OLYMPICS: Key meetings begin today
With a mandate for sweeping changes barking at its heels, the U.S. Olympic Committee will open three days of meetings today in Fort Worth. For many of the group's 123 directors, it could be among the final USOC board meetings they attend. One report has suggested more than 100 of the members could be trimmed. A special panel, the Governance and Ethics Review Task Force, was created at the USOC executive committee's February meeting and charged with proposing ways to streamline and better define the role of the USOC. Acting president Bill Martin, athletic director at the University of Michigan, has declined to elaborate on what the restructuring proposals will be.
BASKETBALL: Allen Iverson and Jermaine O'Neal will be asked to join the 2004 men's team, the Associated Press reported.

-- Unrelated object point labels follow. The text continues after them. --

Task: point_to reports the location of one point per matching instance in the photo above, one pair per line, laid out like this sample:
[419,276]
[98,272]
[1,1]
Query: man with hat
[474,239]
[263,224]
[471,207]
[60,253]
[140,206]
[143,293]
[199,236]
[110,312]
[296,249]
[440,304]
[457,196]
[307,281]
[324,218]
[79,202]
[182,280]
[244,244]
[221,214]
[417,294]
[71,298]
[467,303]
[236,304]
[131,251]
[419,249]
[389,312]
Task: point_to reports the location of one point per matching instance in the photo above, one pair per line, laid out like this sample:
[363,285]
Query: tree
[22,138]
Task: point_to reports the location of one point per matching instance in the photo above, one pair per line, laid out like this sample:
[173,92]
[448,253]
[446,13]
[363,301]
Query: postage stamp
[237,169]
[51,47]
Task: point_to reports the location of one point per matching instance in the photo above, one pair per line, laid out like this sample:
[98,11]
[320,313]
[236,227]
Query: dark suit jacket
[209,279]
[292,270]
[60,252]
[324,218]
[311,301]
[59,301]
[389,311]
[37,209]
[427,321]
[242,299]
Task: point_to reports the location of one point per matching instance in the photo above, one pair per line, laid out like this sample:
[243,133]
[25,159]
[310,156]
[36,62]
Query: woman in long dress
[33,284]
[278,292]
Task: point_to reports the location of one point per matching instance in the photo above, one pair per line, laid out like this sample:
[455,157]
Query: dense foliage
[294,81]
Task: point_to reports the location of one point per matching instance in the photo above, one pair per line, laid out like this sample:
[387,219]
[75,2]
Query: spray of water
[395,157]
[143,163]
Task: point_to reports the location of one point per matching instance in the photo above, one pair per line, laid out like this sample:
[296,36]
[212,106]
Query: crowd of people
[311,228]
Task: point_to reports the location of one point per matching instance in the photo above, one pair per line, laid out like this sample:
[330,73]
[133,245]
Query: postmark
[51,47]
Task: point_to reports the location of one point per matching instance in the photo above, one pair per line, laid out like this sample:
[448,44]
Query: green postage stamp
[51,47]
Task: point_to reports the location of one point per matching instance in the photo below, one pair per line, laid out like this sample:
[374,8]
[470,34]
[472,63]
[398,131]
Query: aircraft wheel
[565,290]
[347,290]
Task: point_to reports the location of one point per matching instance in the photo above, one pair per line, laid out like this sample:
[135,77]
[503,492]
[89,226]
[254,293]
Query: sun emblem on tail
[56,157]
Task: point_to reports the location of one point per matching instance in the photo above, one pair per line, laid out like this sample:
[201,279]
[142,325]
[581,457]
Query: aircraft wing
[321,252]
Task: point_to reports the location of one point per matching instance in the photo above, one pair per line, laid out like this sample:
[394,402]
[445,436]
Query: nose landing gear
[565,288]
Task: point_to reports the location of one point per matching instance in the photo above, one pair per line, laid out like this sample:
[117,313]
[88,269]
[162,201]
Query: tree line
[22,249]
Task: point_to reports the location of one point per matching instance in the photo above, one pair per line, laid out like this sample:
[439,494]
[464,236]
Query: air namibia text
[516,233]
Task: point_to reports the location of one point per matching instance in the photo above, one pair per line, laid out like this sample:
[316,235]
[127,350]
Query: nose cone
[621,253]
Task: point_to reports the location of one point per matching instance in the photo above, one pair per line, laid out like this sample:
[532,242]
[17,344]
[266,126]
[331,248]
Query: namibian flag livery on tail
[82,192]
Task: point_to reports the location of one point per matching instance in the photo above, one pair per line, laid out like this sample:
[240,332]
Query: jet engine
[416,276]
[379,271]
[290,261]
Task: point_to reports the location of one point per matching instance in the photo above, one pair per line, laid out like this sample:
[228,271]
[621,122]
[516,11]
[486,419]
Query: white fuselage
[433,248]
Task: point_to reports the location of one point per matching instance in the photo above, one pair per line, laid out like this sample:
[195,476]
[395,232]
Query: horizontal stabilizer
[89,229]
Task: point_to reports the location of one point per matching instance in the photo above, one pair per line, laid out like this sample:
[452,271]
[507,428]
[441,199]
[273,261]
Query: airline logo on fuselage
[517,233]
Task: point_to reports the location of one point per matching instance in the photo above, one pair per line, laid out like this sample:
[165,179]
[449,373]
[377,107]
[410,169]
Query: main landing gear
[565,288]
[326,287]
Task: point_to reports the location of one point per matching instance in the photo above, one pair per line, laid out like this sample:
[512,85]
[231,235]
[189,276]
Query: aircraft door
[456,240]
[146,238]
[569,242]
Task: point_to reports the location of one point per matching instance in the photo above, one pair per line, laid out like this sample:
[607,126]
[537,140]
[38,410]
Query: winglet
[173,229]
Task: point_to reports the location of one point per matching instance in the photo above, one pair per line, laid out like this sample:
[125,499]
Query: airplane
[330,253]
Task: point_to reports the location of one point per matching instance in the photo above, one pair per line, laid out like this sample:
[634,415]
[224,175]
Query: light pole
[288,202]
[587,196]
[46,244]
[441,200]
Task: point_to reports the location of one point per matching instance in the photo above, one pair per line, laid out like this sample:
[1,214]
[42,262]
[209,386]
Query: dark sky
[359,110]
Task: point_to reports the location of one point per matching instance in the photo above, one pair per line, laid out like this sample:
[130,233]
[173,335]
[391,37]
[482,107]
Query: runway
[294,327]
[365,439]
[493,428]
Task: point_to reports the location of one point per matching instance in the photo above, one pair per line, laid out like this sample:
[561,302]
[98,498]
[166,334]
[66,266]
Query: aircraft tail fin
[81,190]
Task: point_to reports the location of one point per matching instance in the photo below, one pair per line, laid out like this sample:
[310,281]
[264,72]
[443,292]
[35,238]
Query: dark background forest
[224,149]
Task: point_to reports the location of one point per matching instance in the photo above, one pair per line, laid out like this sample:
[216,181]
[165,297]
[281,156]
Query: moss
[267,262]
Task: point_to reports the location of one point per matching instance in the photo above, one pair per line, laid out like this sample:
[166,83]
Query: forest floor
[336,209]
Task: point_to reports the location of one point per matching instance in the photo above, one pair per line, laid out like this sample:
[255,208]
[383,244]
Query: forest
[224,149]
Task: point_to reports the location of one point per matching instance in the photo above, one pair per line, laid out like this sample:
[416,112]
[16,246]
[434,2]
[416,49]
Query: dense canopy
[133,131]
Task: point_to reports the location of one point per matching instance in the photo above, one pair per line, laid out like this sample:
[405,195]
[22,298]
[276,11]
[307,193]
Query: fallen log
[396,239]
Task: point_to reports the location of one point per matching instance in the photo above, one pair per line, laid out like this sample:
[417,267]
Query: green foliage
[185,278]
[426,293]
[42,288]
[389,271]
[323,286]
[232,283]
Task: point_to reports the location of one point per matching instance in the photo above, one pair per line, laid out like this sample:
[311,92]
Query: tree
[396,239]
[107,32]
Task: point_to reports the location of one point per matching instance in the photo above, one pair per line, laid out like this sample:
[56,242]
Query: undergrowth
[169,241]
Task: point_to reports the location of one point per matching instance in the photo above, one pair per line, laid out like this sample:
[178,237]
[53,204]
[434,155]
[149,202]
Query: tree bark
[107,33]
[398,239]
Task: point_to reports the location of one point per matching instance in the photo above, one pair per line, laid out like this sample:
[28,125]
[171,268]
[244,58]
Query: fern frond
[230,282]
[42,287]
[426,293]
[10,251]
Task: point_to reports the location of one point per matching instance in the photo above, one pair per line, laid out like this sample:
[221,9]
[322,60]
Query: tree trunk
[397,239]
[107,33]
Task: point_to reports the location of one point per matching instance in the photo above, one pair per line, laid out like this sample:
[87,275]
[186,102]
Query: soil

The choices would bring to nine the number of players who have been either selected or officially named to the team.
HORSES: Derby bonus: $5-million
Churchill Downs is offering a $5-million payoff for picking the Kentucky Derby's entire order of finish. The $5-Million Pay Day is a free, Internet-based contest open to residents of the United States and Canada (except Quebec), plus England, Wales, Scotland and Northern Ireland. Contestants can register at the official Derby Web site. Selections can be made starting April 30, after the race's post position draw. The Derby is May 3, and the deadline for making selections is 5:45 p.m. that day. The prize will be split if more than one player correctly guesses the order of finish. The contest is limited to one entry per e-mail address.
BOXING: The Sept. 13 rematch between super welterweight champion Oscar De La Hoya and Shane Mosley will be at the MGM Grand Garden in Las Vegas, Top Rank president Bob Arum said. Until recently, it appeared the rematch would be at the Staples Center in Los Angeles, where Mosley won the first bout in 2000.
CYCLING: Ukraine's Yuriy Krivstov and France's Sylvain Chavanel won the third and fourth stages of the Circuit de la Sarthe race. The 58-mile third leg was from Saint Gereon to Angers in France; the fourth stage was a 5.6-mile dash around Angers. American Lance Armstrong, the four-time Tour de France champion, dropped out Wednesday because of a stomach complaint.